Pixel-level metrics are not comprehensively leading: The pixel-level AUROC on MVTec-AD (90.4) still lags behind Bayes-PFL (91.8), suggesting that on heavily researched industrial benchmarks, pure text distribution modeling remains highly competitive; this method's strengths are more concentrated in cross-domain texture/medical fine-grained scenarios.
Slightly convoluted training/fine-tuning setup: Evaluating MVTec requires fine-tuning on VisA and vice versa. Although this guarantees non-overlapping categories, the validity of "true zero-shot" still depends on specific data splits.

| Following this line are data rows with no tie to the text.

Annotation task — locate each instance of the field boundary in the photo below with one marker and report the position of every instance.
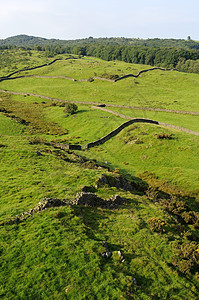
(97, 104)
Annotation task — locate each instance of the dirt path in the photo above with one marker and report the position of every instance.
(155, 122)
(108, 105)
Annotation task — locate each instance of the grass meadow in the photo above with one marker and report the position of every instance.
(57, 253)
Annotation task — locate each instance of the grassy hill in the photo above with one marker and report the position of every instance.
(57, 252)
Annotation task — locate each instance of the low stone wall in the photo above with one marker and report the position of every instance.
(117, 130)
(179, 128)
(67, 146)
(143, 71)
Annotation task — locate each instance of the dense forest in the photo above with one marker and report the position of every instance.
(182, 55)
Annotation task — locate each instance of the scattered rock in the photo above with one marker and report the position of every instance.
(88, 189)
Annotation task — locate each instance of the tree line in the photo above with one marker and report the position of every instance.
(134, 51)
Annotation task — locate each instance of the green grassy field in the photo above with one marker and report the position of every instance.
(57, 253)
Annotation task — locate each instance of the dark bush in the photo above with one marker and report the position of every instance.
(70, 108)
(157, 224)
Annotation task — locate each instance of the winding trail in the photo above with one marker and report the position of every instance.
(97, 105)
(108, 105)
(148, 121)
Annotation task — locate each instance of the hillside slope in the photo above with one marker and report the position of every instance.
(116, 221)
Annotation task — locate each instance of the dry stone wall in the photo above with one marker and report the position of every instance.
(117, 130)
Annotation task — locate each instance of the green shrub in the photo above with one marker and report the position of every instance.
(157, 224)
(70, 108)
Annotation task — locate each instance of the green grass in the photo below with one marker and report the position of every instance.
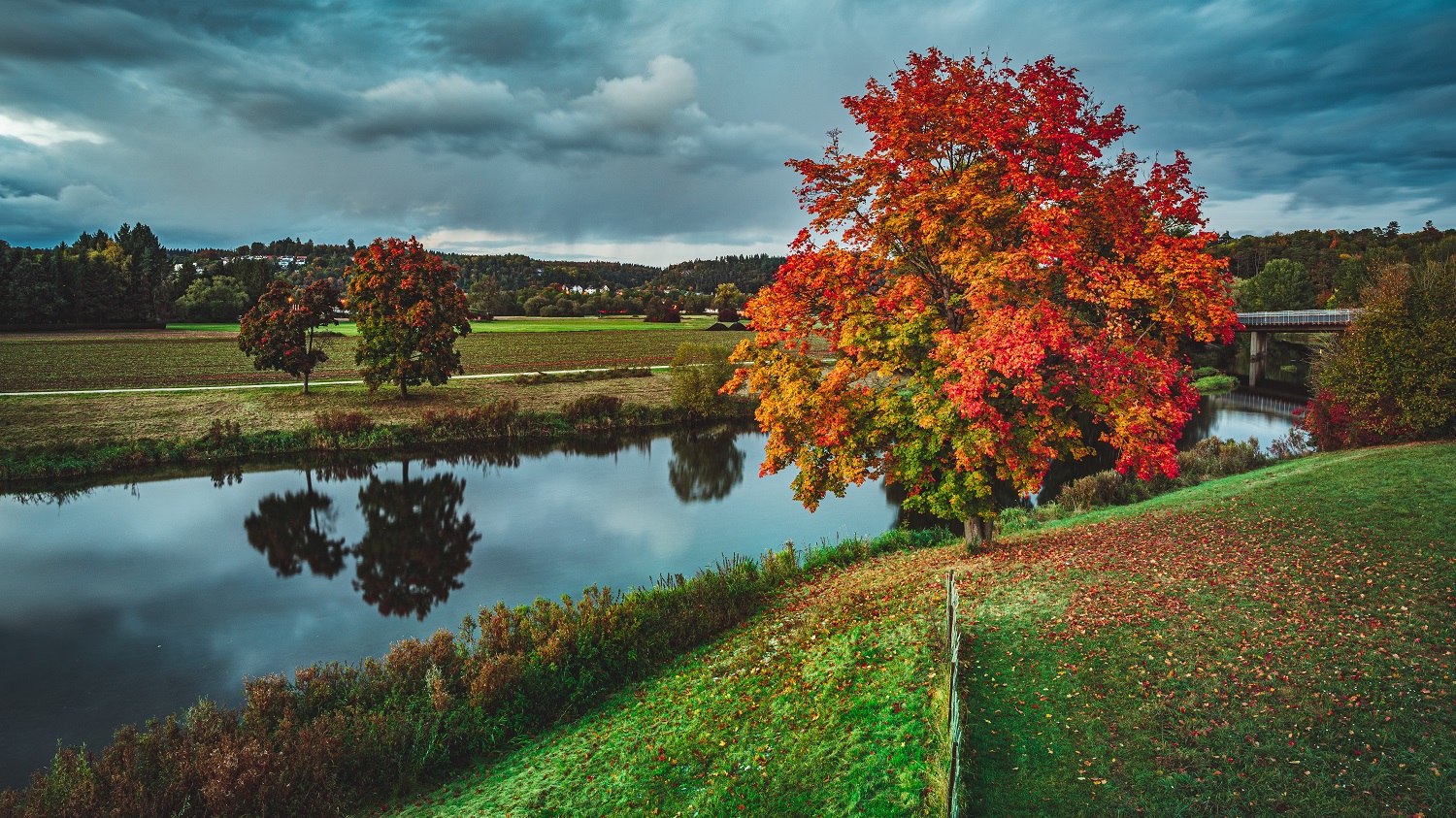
(517, 323)
(821, 706)
(1216, 384)
(512, 323)
(1269, 643)
(165, 358)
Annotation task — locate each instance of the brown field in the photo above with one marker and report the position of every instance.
(108, 360)
(166, 358)
(51, 419)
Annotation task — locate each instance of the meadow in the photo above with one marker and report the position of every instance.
(192, 357)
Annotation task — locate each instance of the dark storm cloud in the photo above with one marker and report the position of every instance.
(51, 31)
(640, 121)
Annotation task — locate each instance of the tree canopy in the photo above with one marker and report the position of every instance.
(989, 285)
(410, 311)
(1392, 376)
(279, 332)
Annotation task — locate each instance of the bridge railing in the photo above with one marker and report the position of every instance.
(1301, 317)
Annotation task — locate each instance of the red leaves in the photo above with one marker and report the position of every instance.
(410, 311)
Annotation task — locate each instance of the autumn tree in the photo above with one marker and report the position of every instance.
(993, 288)
(410, 309)
(1283, 284)
(280, 332)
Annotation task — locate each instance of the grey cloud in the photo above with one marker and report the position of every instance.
(513, 34)
(50, 31)
(230, 121)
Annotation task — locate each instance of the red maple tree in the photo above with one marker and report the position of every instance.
(410, 309)
(986, 281)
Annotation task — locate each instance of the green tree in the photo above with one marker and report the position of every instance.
(215, 299)
(698, 373)
(1392, 376)
(280, 331)
(1281, 285)
(486, 299)
(410, 311)
(989, 281)
(415, 543)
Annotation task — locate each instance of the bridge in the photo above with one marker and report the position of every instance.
(1261, 325)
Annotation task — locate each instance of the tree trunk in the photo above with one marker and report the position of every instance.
(978, 530)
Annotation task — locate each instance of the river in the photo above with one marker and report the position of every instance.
(122, 603)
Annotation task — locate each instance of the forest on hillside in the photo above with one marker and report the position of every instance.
(128, 277)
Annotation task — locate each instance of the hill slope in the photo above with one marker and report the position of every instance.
(1275, 642)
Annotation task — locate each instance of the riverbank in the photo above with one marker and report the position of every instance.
(1270, 642)
(43, 437)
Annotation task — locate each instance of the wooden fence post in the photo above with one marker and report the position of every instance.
(952, 638)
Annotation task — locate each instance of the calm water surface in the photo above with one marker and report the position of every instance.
(127, 603)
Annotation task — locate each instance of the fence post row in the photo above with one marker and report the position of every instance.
(952, 639)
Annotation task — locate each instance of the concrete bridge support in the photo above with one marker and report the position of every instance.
(1258, 348)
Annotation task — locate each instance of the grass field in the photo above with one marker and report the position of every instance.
(1272, 643)
(513, 323)
(95, 360)
(32, 421)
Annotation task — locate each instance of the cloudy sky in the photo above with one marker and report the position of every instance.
(657, 130)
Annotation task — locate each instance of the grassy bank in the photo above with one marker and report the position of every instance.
(1269, 643)
(340, 736)
(829, 703)
(1277, 642)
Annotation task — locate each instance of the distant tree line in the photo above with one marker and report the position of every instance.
(98, 278)
(130, 277)
(1324, 268)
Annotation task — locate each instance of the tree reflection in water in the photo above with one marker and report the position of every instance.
(707, 465)
(416, 543)
(293, 529)
(415, 547)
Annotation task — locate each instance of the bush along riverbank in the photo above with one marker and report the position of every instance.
(343, 736)
(1208, 460)
(335, 431)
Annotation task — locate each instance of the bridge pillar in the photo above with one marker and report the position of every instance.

vs AnomalyCLIP: It uses object-agnostic static text prompts for domain adaptation, whereas this paper argues that static prompts struggle to adapt to cross-domain anomaly forms. DLVP instead uses dynamic local visual prompts extracted from images, allowing prompts to vary according to the input, highlighting its advantage on medical data.
vs AdaCLIP / VCP-CLIP: They inject global CLS features into text prompts to enhance category semantics. This paper points out that this further reinforces global representations and weakens local anomaly depictions; DLVP injects local Top-K features, moving in the opposite direction.
vs FE-CLIP: Also introduces frequency information, but FE-CLIP uses dual adapters to inject frequency, whereas HFD utilizes DWT to explicitly decompose high/low frequencies and independently models the high-frequency branch, bringing more focused localization for "retrieving high-frequency textures smoothed out by ViT."
vs MaPLe / PromptSRC: These general prompting methods also perform dual-modal joint tuning, but the prompts are learnable static vectors. In contrast, DLVP's prompts are derived from the actual local features of each image, serving as input-dependent dynamic prompts.

Rating¶

Novelty: ⭐⭐⭐⭐ Repurposing CLS attention as a local selector + homologous bidirectional injection + wavelet high-frequency compensation. The combination is clean and directly targets CLIP's local weakness.
Experimental Thoroughness: ⭐⭐⭐⭐⭐ 13 industrial and medical datasets, both image/pixel metrics, complete with extensive ablations of SLFS/MLoP/HFD/Top-K.
Writing Quality: ⭐⭐⭐⭐ The motivation derivation (the conflict between CLIP global representation vs local anomalies) is clearly articulated, and the method's mathematical formulations are complete.
Value: ⭐⭐⭐⭐ ZSAD holds high practical value in industrial quality control and medical diagnosis, and the ideas behind HFD and attention-based region selection are highly transferable.